Das Poetische in den biblischen Texten
Für seinen Glauben ist es Schorlemmer außerordentlich wichtig, auch das Poetische in den biblischen Texten aufzugreifen:
"Ich lernte begreifen, dass Theo-Logie der Theo-Poesie bedarf, wenn sie den Glauben in Bildern, in Geschichten, Gedichten, Gleichnissen, Gebeten in der Sprache und in den Lebenserfahrungen unserer Zeit zum Ausdruck bringen will."
"Theologie neigt auch dazu, Punkte herauszugreifen, Dogmen, dogmatisch zu werden. Und Theo-Poesie ist der Versuch des Menschen, über die Bildhaftigkeit dem Geheimnis des Lebens näher zu kommen."

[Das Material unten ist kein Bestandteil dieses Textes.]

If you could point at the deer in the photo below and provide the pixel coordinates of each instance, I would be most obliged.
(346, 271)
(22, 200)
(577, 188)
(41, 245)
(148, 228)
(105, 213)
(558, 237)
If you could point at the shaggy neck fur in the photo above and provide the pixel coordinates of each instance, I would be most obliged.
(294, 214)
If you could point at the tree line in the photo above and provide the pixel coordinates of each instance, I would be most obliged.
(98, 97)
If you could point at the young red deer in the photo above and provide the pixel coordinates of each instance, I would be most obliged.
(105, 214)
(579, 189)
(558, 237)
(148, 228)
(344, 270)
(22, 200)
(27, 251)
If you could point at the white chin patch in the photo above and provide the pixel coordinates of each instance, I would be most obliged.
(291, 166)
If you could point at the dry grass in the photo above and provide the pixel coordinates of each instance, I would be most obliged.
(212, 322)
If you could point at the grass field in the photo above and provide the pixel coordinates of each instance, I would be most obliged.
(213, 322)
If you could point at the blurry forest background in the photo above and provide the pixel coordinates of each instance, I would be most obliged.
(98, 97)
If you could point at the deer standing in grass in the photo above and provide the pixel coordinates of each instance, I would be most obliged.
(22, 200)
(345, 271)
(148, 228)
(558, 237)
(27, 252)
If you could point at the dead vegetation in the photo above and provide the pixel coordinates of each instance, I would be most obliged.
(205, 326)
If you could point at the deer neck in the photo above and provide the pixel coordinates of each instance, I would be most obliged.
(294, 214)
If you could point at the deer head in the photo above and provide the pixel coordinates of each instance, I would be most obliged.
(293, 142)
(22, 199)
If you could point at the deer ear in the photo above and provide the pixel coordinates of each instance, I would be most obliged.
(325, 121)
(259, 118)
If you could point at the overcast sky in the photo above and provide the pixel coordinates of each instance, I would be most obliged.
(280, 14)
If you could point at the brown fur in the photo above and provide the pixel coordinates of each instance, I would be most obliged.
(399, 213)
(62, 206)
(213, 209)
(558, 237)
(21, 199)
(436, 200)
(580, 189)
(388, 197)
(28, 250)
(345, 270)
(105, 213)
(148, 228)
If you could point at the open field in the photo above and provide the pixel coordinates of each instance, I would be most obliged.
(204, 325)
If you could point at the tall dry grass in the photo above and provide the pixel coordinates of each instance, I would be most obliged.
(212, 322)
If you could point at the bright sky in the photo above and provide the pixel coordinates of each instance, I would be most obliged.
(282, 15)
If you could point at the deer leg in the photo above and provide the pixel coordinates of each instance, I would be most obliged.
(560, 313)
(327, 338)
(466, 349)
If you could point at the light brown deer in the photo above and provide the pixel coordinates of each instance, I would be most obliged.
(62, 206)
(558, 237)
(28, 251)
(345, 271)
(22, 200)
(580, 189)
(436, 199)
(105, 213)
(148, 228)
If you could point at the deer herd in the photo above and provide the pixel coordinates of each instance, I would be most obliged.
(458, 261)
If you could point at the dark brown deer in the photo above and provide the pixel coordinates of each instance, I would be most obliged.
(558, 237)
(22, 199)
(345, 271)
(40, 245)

Das Buch von Friedrich Schorlemmer "Klar sehen und doch hoffen" handelt von seinem politischen Leben, seinen Visionen, von Freiheit in einer unfreien Situation, vom Sinn des Lebens und seiner Beziehung zu Gott. Es gibt lesenswerte und spannende Geschichten über Begegnungen mit Künstlern, Politikern und Personen der Zeitgeschichte.
Zugleich macht Schorlemmer deutlich, dass die Mauern in unseren Köpfen noch nicht beseitigt sind und für Friedensinitiativen in der Welt noch viel getan muss.

Friedrich Schorlemmer: "Klar sehen und doch hoffen. Mein politisches Leben."